Souped-up proton beams is only half the story. Deep below ground lies a 14,000 tonne engineering leviathan wrapped in steel. This is the CMS (compact muon solenoid) detector, 21m high, 15m long. Also in a deep cavern is Atlas, a 7,000 tonne detector 46m long and 25 in diameter. The two detectors do a similar job, but are run by separate teams. Both are being upgraded.
“It is like a very fancy 3-D camera wrapped around this beam of particles as they collide,” says Prof Val O’Shea, a physicist at the University of Glasgow. “It takes pictures at 40 million frames per second and has got 100 million pixels.”
It's a very strong magnetic field. If you had a pacemaker in there you would die
The Cork native has worked on Atlas since 1992, initially as part of an Italian research institute. Since Ireland is not a member of Cern, Irish researchers cannot become Cern staff and Irish institutes cannot take part in its experiments. "It precluded me getting a job at Cern," adds O'Shea, matter of factly.

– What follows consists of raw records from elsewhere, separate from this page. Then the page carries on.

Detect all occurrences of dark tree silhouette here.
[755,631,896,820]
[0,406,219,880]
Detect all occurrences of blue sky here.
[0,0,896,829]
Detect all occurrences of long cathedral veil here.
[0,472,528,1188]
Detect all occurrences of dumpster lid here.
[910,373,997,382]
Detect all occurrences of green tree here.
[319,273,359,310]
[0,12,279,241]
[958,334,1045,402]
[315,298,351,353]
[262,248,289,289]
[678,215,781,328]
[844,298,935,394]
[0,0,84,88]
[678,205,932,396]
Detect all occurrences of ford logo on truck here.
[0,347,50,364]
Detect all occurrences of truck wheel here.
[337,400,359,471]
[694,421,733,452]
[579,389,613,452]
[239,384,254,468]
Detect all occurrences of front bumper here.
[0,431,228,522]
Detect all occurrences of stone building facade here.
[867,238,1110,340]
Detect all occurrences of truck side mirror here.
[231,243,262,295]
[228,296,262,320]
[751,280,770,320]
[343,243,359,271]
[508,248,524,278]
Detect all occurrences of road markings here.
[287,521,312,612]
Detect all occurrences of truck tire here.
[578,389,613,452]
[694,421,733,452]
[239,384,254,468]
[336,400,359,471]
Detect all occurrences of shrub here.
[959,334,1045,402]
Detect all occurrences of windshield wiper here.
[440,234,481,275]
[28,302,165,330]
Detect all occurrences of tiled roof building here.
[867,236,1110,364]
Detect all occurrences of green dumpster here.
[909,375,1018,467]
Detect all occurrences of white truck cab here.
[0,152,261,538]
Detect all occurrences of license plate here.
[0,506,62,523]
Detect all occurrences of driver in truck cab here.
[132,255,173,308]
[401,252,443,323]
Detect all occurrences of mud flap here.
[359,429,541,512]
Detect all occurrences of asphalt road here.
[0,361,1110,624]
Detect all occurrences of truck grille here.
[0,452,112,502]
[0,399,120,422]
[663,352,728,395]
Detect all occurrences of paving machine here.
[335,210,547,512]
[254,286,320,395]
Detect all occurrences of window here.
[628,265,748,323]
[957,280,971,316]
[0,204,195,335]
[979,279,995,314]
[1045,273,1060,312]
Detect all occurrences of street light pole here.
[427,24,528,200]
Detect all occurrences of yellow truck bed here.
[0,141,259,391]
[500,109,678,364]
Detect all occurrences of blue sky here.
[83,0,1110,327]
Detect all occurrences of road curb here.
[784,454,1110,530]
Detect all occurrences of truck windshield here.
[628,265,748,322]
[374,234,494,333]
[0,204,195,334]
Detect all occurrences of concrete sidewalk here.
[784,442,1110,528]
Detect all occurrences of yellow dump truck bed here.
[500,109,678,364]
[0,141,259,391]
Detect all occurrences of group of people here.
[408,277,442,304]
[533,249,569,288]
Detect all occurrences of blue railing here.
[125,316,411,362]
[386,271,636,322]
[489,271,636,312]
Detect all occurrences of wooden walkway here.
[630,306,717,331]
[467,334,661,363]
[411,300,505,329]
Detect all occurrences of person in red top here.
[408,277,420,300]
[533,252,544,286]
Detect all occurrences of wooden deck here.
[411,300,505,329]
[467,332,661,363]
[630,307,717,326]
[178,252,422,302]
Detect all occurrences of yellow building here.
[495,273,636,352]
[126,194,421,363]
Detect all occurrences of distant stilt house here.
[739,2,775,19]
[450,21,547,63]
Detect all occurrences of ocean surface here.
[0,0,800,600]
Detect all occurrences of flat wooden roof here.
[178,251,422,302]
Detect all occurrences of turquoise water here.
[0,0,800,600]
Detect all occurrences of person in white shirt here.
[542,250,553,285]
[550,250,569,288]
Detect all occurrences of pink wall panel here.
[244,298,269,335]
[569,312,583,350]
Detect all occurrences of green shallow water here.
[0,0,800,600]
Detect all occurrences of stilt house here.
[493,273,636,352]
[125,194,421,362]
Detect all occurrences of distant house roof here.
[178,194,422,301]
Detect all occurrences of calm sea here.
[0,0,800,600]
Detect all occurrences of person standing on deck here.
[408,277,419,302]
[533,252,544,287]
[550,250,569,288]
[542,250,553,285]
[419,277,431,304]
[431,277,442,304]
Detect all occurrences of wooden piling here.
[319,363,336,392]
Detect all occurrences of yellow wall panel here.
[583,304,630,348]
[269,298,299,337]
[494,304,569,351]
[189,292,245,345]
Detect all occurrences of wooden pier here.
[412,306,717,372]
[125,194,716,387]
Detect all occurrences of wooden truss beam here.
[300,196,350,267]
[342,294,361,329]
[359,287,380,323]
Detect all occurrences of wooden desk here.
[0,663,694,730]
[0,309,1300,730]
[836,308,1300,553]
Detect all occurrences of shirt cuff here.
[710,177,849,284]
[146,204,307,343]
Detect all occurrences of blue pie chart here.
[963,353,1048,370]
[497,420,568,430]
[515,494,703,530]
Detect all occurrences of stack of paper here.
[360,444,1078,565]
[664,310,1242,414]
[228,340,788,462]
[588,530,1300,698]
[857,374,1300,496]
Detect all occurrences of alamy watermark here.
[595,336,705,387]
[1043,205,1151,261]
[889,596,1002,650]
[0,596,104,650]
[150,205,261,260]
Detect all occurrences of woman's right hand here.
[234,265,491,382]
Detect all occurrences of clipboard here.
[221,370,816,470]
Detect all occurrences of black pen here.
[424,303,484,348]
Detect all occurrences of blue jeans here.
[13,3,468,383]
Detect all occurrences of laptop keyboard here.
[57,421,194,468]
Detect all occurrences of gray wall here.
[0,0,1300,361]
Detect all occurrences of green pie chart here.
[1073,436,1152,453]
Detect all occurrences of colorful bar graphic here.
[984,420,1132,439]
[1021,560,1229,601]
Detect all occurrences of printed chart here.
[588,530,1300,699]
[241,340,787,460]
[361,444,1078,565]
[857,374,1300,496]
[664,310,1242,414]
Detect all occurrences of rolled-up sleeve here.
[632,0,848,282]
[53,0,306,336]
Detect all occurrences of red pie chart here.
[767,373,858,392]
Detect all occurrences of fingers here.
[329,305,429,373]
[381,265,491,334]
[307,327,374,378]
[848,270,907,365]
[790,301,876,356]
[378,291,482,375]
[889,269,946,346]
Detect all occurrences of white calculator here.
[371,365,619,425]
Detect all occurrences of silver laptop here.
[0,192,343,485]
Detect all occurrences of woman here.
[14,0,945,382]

The detectors deploy powerful magnets to bend the trajectory of charged particles generated by the collisions to measure their mass, speed and energy. “It’s a very strong magnetic field. If you had a pacemaker in there you would die,” he notes.
The Atlas and CMS teams are in competition. “It is very important to have two teams working independently in order to produce results that are credible,” O’Shea says.
The upgraded collider will switch on around 2024, and will operate until 2040
At the site of the CMS detector, as upgrades continued this summer, French physicist Dr Stephanie Beuaceron recalls that both teams detected the Higgs around the same time. "It was a rumour first. Plenty of physicists are married here," she quips, and we share printers. "You started to feel the excitement [around the coffee areas]." Officially, only the director general knew the results of both teams.
Ireland would gain hugely from membership of Cern, says O’Shea, in terms of industry suppling equipment, including for big data and supercomputing, but also in training bright new students. “I am always surprised by the fact that Ireland is not part of Cern,” says Rossi. “Countries much poorer than Ireland have joined.”
The upgraded collider will switch on around 2024, and will operate until 2040. Cern hopes eventually to build a 100km next-generation collider, seven times more powerful.
Cern is not just shedding light on the nature of our universe – it has spin-offs for medicine. One is Hadron therapy, a new treatment for cancer, in which tumours are bombarded by protons. Essentially, this means installing a mini Hadron collider in Irish hospitals, notes Prof Ronan McNulty, particle physicist at University College Dublin.
Prof O’Shea has spent years working on a new imaging system sensitive to the energy (colour) of X-rays, which could be used for medical scanning but with far less radiation and more detail for diagnostics.
The particle physics community in Ireland is fairly small, and O'Shea notes it would need to grow (and be funded) to take full advantage of membership. Science Foundation Ireland is not set up to fund blue sky science, he adds.
“Funding agencies like this are changing their brief to short-term, high-impact projects. That’s all very well, but you need the fundamental research first just to have those high-impact projects.”